Maxian started, then gave his brother a queer, measuring look. "I am going south tomorrow," he said abruptly. "A thought occurs to me and will take time to play out." He put his hand on Galen's shoulder, then wrapped his brother in a tight hug. "I hope to see you again."
"You too, piglet," Galen said, fighting to keep his eyes dry. "What do you intend?"
The prince ducked his head, avoiding the Emperor's searching gaze. "Nothing you would approve of," Maxian mumbled, walking quickly to the door. "But these things must be done, for victory."
"What did you say?" Galen reached the door only a step behind, but Maxian was already gone. The Emperor frowned, looking back at the disk. The green earth turned slowly in the shimmering orb of light. The sight made Galen raise an eyebrow in surprise. He had never seen the device operate by itself before. "Well, well... show me the bay of Catania."
—|—
Gaius Julius leaned against the wall of a small caupona at the foot of the Caelian hill, seamed old face plastered with a pleasant expression, a cup of wine in his hand. Like most of the other men crowded into the dim, smelly room he was clad in a tunic and long stonemason's apron. Everyone was glad to be out of the sun and done with another day's work on the restoration of the temple of the Divine Claudians. The old Roman was watching the door and narrow steps leading down from the street out of the corner of his eye.
While he waited, Gaius paged through a set of crumbling parchment sheets. He had not pillaged the Senatorial records in a long time—not since he'd been writing Praises of Hercules as a boy seeking to link the god's lineage to his own. The smell of decaying paper brought back fond memories and the sight of so many books had filled him with familiar avarice. These old rags, though, they held only part of what he had been seeking.
When he had walked the earth as a breathing man, the Clodians gens had been only one of a dozen rivals. The braggart Clodius Pulcher had employed gangs of thugs to terrorize the Senate, had cast aside his noble birth to be elected as a plebian, had used his delectable sister Clodia as a bribe to sway the senators and been a political opponent in every sense of the word. From this stock sprang our gray-eyed Diana? A wonder, if true. They seemed near collapse even in my day.
Gaius shook his head, running a well-trimmed nail down page after page of lineages, births, deaths, all matter of scandal, despair, joy and tumult disguised by dryly worded fact.
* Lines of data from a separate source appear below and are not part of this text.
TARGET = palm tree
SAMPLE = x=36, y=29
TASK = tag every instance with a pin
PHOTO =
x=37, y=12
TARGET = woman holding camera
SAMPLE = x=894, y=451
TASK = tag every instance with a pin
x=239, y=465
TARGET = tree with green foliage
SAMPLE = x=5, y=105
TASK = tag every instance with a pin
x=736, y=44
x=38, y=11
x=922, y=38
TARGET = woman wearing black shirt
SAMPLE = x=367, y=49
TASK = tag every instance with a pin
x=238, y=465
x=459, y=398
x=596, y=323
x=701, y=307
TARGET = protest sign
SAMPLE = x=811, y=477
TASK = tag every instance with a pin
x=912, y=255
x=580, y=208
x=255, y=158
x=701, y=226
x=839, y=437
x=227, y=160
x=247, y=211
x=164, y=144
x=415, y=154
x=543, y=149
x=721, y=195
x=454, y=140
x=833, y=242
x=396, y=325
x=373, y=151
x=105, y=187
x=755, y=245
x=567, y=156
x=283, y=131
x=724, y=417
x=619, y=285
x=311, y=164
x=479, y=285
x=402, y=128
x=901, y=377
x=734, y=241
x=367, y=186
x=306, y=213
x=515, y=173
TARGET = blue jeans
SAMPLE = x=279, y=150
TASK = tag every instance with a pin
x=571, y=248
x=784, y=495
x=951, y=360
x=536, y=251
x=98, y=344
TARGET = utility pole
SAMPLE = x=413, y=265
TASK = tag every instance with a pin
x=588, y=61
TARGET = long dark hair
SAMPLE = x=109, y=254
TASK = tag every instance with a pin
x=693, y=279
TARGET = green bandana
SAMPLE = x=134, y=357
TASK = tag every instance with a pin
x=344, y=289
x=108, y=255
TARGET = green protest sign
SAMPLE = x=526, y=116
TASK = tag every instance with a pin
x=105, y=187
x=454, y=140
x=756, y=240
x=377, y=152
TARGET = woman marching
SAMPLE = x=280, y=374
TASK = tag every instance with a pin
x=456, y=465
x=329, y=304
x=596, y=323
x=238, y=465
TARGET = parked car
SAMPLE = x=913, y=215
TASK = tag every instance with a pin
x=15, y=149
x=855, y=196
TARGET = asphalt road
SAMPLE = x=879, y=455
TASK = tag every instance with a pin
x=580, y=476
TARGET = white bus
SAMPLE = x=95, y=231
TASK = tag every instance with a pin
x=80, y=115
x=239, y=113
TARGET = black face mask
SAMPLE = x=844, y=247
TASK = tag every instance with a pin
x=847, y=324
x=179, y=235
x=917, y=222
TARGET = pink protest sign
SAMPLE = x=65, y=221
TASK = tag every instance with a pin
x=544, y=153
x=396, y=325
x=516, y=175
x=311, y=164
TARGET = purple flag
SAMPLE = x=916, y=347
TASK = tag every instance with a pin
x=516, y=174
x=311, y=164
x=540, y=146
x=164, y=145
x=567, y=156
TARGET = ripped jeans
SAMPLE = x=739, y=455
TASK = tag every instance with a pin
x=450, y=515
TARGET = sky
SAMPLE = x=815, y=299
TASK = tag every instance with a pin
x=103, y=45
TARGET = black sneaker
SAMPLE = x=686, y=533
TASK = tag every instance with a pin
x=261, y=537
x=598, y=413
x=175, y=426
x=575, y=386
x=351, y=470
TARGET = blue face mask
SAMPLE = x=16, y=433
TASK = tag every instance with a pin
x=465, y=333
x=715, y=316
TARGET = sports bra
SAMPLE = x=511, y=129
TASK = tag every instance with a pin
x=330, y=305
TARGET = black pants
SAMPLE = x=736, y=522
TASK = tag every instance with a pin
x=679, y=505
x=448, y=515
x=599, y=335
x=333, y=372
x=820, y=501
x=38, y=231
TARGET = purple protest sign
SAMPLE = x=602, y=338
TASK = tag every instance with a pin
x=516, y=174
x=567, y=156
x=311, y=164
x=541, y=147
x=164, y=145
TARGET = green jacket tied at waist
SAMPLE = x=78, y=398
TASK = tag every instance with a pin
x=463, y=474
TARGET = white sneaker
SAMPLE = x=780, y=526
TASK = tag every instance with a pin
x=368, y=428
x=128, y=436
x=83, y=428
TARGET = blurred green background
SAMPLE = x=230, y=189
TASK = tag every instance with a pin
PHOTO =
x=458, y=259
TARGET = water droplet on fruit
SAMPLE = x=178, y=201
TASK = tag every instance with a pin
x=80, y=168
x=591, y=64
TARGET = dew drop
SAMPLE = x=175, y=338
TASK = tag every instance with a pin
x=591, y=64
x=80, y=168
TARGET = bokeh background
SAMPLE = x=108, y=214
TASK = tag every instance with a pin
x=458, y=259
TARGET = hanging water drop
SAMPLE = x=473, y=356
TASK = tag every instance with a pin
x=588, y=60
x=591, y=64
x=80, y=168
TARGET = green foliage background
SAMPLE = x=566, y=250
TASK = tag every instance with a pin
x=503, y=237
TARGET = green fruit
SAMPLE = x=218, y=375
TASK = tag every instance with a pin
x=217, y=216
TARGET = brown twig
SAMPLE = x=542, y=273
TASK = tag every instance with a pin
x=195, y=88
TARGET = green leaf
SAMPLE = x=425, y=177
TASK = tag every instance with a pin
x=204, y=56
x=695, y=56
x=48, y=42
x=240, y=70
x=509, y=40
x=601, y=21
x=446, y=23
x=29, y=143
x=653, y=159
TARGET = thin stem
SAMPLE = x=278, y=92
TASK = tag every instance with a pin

At length, he found the family dwindled almost to nothing, only possessing a single estate in southern Latium, and then—twenty years past—nothing. No children, no legal records. A dying clan guttering out at last.
"Hmm." Gaius rubbed his nose. "Is she the last of a disgraced, bankrupt house?" He wondered who would know her antecedents—the Duchess, of course, but I cannot ask her!—and began to trace the linages backwards, through the contorted branches and leaves of a sprawling, often-intermarried family. He sighed, wondering how long he would have to wait in this hot, close place.